By Julien Ponthus
LONDON (Reuters) - UK shares closed at their lowest since April as a global sell-off on equity markets caused by fears of fast-rising rates showed no sign of ending on Thursday despite data showing slower than expected U.S. inflation.
The FTSE 100 <.FTSE> ended the day down 1.9 percent, a fall broadly in line with European benchmarks, all retreating as the S&P 500 <.SPX> and the Nasdaq <.NDX> were set for a second session of heavy losses after their Wednesday plunge.
"The bloodbath for global equities comes as investors adjust to a world of higher U.S. interest rates", said Jasper Lawler from London Capital Group, explaining that investors were switching bets on so-called growth stocks, like America's Facebook <FB.O> or Amazon <AMZN.O> to "more conservative strategies".
A smaller-than-expected rise in consumer prices in the United States seemed to weaken the case for an aggressive campaign of interest rate rises but did little to reassure investors on either side of the Atlantic.
Adverse corporate news meant that British firms were among the biggest losers across Europe.
Books, newspaper and stationery retailer WH Smith <SMWH.L> posted the worst performance of the pan-European STOXX 600 <.STOXX> index, slumping 11.5 percent. It unveiled plans to restructure its high street business to face lower consumer spending and lingering economic uncertainties.

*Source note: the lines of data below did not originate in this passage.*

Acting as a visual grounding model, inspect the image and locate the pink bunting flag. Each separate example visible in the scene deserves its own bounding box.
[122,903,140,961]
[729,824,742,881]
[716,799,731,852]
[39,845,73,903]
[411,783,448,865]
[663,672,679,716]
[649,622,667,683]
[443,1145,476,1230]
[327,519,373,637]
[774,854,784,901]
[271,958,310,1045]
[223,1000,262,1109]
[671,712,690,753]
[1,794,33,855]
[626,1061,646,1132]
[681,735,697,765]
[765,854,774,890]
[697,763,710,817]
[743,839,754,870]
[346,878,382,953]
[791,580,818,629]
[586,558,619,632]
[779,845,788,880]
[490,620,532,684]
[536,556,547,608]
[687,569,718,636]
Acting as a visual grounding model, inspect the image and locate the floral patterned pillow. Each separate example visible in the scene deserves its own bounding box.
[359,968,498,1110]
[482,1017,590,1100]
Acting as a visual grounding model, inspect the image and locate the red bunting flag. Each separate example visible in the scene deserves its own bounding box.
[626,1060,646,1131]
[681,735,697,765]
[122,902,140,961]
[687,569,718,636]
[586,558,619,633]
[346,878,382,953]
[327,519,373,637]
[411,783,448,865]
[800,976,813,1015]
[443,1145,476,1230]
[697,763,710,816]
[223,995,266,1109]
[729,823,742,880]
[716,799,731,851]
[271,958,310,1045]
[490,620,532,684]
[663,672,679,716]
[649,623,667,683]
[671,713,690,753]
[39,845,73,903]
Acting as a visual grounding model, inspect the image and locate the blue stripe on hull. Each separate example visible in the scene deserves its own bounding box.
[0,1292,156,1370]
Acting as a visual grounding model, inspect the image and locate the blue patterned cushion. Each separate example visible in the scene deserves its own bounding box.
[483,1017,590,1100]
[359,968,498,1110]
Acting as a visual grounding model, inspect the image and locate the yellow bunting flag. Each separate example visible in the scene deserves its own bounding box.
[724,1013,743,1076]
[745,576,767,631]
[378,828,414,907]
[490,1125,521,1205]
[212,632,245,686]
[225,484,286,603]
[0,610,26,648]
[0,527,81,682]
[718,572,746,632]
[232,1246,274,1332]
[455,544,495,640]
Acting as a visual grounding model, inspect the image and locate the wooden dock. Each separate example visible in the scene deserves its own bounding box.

Recruiting firm Hays <HAYS.L> was second, sinking 11 percent, after reporting a slower quarterly fee growth rate, hurt by a relatively stronger pound against other foreign currencies.
British fund supermarket Hargreaves Lansdown <HRGV.L> was also among the big losers of the day, retreating 5 percent after a trading update which suggested a slower start to the financial year.
Among small market capitalizations, shares in fund manager Jupiter <JUP.L> hit 27-month lows after it reported much larger than expected outflows in the third quarter, feeding a slide in asset management stocks that outstripped the wider market sell-off.
Oil majors also contributed to drag the index down as oil fell to two-week lows with prices also hit by the storm on Wall Street and an industry report showing U.S. crude inventories rose more than expected. BP <BP.L> lost 2.6 percent and Royal Dutch Shell <RDSa.L> 3 percent.
Overall losses on British benchmarks were also exacerbated by the fact that a number of stocks, such as Barratt Develoment <BDEV.L>, Centrica <CNA.L>, HSBC <HSBA.L> and Tesco <TSCO.L>, were trading without entitlement to their latest dividend pay-out.
A surge in gold prices triggered by risk-wary investors searching for safe havens lifted miners Fresnillo <FRES.L> and RandGold <RRS.L> up 9 percent and 8.7 percent respectively.